Gran parte de su vida puede contarse en Mundiales. Desde Argentina 1978 a Qatar 2022, Ramenzoni cubrió la mayoría de las Copas del Mundo desde el lugar de los hechos. "No viajé en 1982 a España, ni a Corea y Japón 2002, pero sí a México 1986, Italia 1990, Estados Unidos 1994, Francia 1998, Alemania 2006, Sudáfrica 2010", recapitula. "En 2014, cuando estaba todo listo, un mes antes de viajar a Brasil, le detectaron el melanoma a Azucena y me bajé... En 2018 no fui porque ella ya no estaba bien".

Hoy se refugia en los amigos de siempre, con los que jugaba picados en Palermo, Roberto Leto, Walter Nelson, Tití Fernández, y confiesa que logró amistad con algunos ex futbolistas como Jorge Burruchaga, Rubén Paz, El Pato Fillol y Néstor Fabbri.

Hay una regla de oro que aprendió de Marcelo Araujo y le transmite a los más jóvenes: "Muchachos, el área es de los relatores, el fuera del área es de los comentaristas".

-¿Sos de volver a escucharte, de hacer autocrítica?

-Sí. Soy detallista. Me escucho y digo: ¿Por qué dije esto?, pero en el fragor de la transmisión decís alguna cosa con la que después no estás de acuerdo. A lo mejor utilizo una palabra que no corresponde y me quedo pensando ¿por qué utilicé esta palabra?

-¿Alguna vez te "saltó" la térmica en medio de una transmisión?

-Algún carajo dije. Pero cuando Fontanarrosa habló de las malas palabras en el Congreso de la Lengua Española nos abrió la cabeza a todos. Son necesarias, parte del idioma. Lo que pasa es que también hay una degeneración del idioma y eso no me gusta.

-¿El estadio de ascenso más lindo?

-El de la Tacita de Plata, Jujuy, el del Club Atlético Gimnasia y Esgrima.

-¿Guardás camisetas u objetos valiosos de momentos históricos de fútbol?

-¿Dónde están?

-Por las dudas, en casa no.
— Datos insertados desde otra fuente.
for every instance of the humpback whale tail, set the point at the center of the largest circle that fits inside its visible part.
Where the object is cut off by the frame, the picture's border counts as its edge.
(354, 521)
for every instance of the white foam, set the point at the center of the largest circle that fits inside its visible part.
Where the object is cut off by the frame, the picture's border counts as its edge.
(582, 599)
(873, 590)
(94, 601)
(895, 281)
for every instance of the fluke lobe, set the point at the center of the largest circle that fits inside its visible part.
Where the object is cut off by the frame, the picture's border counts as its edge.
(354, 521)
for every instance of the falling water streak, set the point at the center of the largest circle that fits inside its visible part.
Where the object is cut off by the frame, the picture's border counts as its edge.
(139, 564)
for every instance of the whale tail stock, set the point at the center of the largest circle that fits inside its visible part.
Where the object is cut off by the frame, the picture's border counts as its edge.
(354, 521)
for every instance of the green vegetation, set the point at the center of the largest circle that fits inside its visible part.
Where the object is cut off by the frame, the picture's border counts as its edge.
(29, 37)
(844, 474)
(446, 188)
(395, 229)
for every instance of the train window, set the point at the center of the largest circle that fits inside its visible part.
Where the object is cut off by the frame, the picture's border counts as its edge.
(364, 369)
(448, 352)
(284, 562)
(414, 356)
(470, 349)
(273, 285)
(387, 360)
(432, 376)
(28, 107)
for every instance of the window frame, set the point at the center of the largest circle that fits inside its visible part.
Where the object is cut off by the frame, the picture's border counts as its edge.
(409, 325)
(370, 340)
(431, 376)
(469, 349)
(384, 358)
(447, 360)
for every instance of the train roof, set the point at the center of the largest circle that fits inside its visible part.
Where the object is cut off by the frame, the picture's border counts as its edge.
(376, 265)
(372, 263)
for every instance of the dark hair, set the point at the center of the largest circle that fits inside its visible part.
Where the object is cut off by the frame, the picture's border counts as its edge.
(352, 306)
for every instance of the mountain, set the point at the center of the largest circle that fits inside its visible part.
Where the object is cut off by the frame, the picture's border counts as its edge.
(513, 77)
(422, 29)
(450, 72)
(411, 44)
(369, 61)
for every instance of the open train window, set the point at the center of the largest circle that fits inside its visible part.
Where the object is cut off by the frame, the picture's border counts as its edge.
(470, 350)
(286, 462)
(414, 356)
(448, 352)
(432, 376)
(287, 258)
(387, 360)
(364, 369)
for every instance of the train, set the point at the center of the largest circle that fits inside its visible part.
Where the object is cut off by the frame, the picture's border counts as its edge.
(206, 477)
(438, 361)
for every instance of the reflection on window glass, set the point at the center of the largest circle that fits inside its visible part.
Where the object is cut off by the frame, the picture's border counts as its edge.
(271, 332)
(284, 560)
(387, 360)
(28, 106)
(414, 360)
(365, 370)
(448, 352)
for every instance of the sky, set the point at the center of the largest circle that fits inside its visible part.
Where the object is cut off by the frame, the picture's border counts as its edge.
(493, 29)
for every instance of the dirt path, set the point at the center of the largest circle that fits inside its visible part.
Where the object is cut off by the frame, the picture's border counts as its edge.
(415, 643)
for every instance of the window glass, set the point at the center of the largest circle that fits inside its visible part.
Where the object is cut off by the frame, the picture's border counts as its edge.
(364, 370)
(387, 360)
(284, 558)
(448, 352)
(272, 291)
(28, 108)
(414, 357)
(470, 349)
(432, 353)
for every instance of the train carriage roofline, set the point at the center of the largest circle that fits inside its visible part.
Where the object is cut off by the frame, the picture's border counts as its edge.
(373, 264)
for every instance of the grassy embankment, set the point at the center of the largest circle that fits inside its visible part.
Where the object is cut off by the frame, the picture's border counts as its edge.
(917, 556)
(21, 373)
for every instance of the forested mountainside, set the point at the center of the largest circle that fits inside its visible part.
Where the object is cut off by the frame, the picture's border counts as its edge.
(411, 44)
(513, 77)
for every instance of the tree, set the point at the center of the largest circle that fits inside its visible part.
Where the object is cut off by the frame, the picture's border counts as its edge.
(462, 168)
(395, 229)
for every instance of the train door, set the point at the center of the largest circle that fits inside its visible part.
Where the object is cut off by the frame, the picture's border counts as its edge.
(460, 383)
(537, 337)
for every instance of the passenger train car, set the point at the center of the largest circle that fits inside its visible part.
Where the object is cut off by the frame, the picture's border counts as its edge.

Están bien aseguradas. Son mi tesoro. ¿Sabés de qué me arrepiento?

-¿De qué?

-Entrevisté a Diego con mi grabador en el Mundial 86, y me contó lo que le pasaba por la cabeza en cada segundo que recorría el campo de juego. ¡Nosotros no teníamos noción de la repercusión de lo que estábamos grabando! La nota no la encontramos más. Y pienso que a lo mejor fui a un partido del ascenso y grabé a otro arriba de esa nota. Por ahí un jugador de Chicago o de Armenio borró la voz de Maradona.